CAD CAM CNC Produktion Fertigung

Moderne CAD-/CAM-Systeme haben die Fertigungswelt revolutioniert und die Bearbeitung geometrisch hochkomplexer Bauteile erheblich vereinfacht oder teilweise überhaupt erst möglich gemacht. Bild: Schuler

Willkommen in der schönen neuen Fertigungswelt: Das Bauteil wird schnell und komfortabel per CAD konstruiert, die Bearbeitungsstrategie per CAM-System generiert und der Post-Prozessor erstellt daraus das fertige Programm für die CNC-Steuerung der Maschine. Keine Frage: Moderne CAD-/CAM-Systeme haben die Fertigungswelt revolutioniert und die Bearbeitung geometrisch hochkomplexer Bauteile erheblich vereinfacht oder teilweise überhaupt erst möglich gemacht. So ist es auch kein Wunder, dass nahezu alle von der Produktion in einer Blitzumfrage befragten Unternehmen auf CAM-Systeme setzen.

„Den Kundenanteil, der ausschließlich an der Maschine programmiert, schätzen wir geringer als zehn %“, berichtet Dennis Janitza, Geschäftsführer bei der Kern Microtechnik GmbH in Eschenlohe. Ist die Programmierung direkt an der Maschine also Vergangenheit? „Nein“, berichtet Janitza, „immer mal wieder Kleinigkeiten werden sicherlich von 80 bis 90 % der Bediener direkt an der Maschine programmiert“. Auch Dr. Bernhard Bringmann, technischer Leiter bei der Schweizer Werkzeugmaschinenschmiede Starrag, berichtet, dass der Trend heute in allen Applikationen zur Verwendung von CAM-Systemen geht. Damit könne man komplexe Geometrien sicher fertigen. Hierdurch würden die Kosten für Ausschuss und Nacharbeit gesenkt. „Typische Geometrien bei Anwendungen für unsere Werkzeugmaschinen sind heute normalerweise so komplex, dass sie nicht an der Maschine programmiert werden können“, berichtet Bringmann. Durch die Simulationsmöglichkeiten könne man darüber hinaus auch den Einfahraufwand drastisch reduzieren. Die Programmierung an der Maschine sei eine Nischenanwendung, beispielsweise die Programmierung von einfacheren Drehoperationen vor der Fräsbearbeitung.

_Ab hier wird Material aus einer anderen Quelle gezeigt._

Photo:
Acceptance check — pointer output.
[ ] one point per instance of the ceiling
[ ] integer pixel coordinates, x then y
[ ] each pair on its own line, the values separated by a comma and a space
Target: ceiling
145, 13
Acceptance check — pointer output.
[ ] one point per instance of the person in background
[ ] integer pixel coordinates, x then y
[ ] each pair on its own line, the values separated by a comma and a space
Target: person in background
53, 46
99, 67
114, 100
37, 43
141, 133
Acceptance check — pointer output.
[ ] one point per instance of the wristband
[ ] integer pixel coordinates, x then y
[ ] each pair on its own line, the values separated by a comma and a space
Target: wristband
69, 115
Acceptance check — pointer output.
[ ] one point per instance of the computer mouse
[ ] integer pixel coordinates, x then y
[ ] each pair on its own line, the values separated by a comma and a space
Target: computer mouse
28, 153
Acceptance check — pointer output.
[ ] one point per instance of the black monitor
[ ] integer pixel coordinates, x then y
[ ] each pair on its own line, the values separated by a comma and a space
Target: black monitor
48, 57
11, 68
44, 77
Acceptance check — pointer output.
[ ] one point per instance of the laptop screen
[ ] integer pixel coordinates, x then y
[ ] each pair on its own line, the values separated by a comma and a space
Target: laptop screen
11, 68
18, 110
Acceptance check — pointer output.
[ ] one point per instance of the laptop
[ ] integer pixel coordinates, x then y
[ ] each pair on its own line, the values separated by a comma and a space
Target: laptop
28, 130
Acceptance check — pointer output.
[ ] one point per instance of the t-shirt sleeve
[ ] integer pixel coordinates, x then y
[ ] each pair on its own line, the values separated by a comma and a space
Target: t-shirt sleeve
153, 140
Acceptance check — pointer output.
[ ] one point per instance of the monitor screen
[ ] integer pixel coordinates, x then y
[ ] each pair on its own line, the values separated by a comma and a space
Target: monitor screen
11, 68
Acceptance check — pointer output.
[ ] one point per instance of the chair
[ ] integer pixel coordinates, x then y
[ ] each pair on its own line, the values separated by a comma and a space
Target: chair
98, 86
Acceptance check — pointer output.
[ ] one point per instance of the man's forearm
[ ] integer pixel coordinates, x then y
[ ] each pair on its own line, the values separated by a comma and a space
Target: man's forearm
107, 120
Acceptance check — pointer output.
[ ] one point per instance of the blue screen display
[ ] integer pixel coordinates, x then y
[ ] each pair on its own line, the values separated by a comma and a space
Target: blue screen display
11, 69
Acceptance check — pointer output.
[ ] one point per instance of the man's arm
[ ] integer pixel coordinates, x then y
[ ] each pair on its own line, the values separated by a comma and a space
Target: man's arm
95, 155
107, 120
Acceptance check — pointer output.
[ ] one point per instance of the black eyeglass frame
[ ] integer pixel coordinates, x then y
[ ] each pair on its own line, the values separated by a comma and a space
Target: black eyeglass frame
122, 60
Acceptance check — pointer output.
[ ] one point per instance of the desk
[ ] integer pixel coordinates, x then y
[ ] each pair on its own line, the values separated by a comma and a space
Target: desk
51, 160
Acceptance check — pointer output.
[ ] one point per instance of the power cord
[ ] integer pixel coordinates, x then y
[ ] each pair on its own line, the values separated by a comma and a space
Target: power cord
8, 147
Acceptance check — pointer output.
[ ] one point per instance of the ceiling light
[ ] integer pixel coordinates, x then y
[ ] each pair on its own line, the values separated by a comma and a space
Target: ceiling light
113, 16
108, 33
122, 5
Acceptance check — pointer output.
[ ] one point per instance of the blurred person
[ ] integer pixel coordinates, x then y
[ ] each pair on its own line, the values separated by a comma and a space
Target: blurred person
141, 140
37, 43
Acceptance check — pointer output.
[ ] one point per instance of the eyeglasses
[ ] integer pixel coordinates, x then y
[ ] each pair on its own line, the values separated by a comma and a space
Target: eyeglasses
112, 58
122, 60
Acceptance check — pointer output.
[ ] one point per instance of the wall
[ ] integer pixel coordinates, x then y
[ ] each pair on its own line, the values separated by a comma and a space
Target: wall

Klingt alles genial einfach, ist es aber nicht: „Die Erfahrung zeigt, dass es kaum Standard-Postprozessoren gibt, die absolut lauffähige CNC-Programme liefern. Meist sind die Programme zwar geometrisch fehlerfrei, aber beispielsweise stimmt der ein oder andere Schnittwert nicht“, berichtet Wilhelm Papp, Verantwortlicher für die CNC-Technologie bei der Mapal Gruppe in Aalen. Manchmal habe auch schlicht der Anwender eine bessere Bearbeitungsstrategie. „Deshalb werden die Post-Prozessoren von uns optimiert“, so Papp. Auch bei Mapal wird nahezu alles, was in die Fertigung geht, am CAM-System programmiert. Allerdings gebe es eine Besonderheit: „Wir schreiben Rohprogramme, die auf mehreren Maschinen lauffähig sind. Der Meister entscheidet dann in der Fertigung, auf welche Maschine das Programm kommt“, berichtet Papp. Erst danach werde es per Post-Prozessor für die CNC-Steuerung der entsprechenden Maschine übersetzt. So sei man flexibler und könne schneller reagieren. In anderen Firmen sei es dagegen üblich, in der Arbeitsvorbereitung das Programm gleich für eine bestimmte Maschine festzulegen. An der Maschine selbst werde so gut wie nie programmiert. „Höchstens ganz einfache Bauteile werden für spezielle Maschinen direkt an der Maschine programmiert. Beispiele für solche Ausnahmen sind der Werkzeugbau oder untergeordnete Abteilungen“, so Papp.

Fazit: Die CAD/CAM-Kette hat heute ein sehr hohes Niveau erreicht. Mit CAM-Systemen können sehr produktive Strategien gewählt werden. Es gibt Schnittstellen zu Werkzeugverwaltungen und Simulationsumgebungen, die die Kollisionssituationen automatisiert prüfen und die exakte Bearbeitungszeit voraussagen können. Mit speziellen Post-Prozessoren können alle spezifischen Maschinenfunktionen genutzt werden. Viele Werkzeugmaschinenhersteller verstehen sich dabei als Lösungsanbieter. Neben Maschinen, Vorrichtungen und Werkzeugen gehört dazu auch das Einfahren von kompletten CNC-Programmen.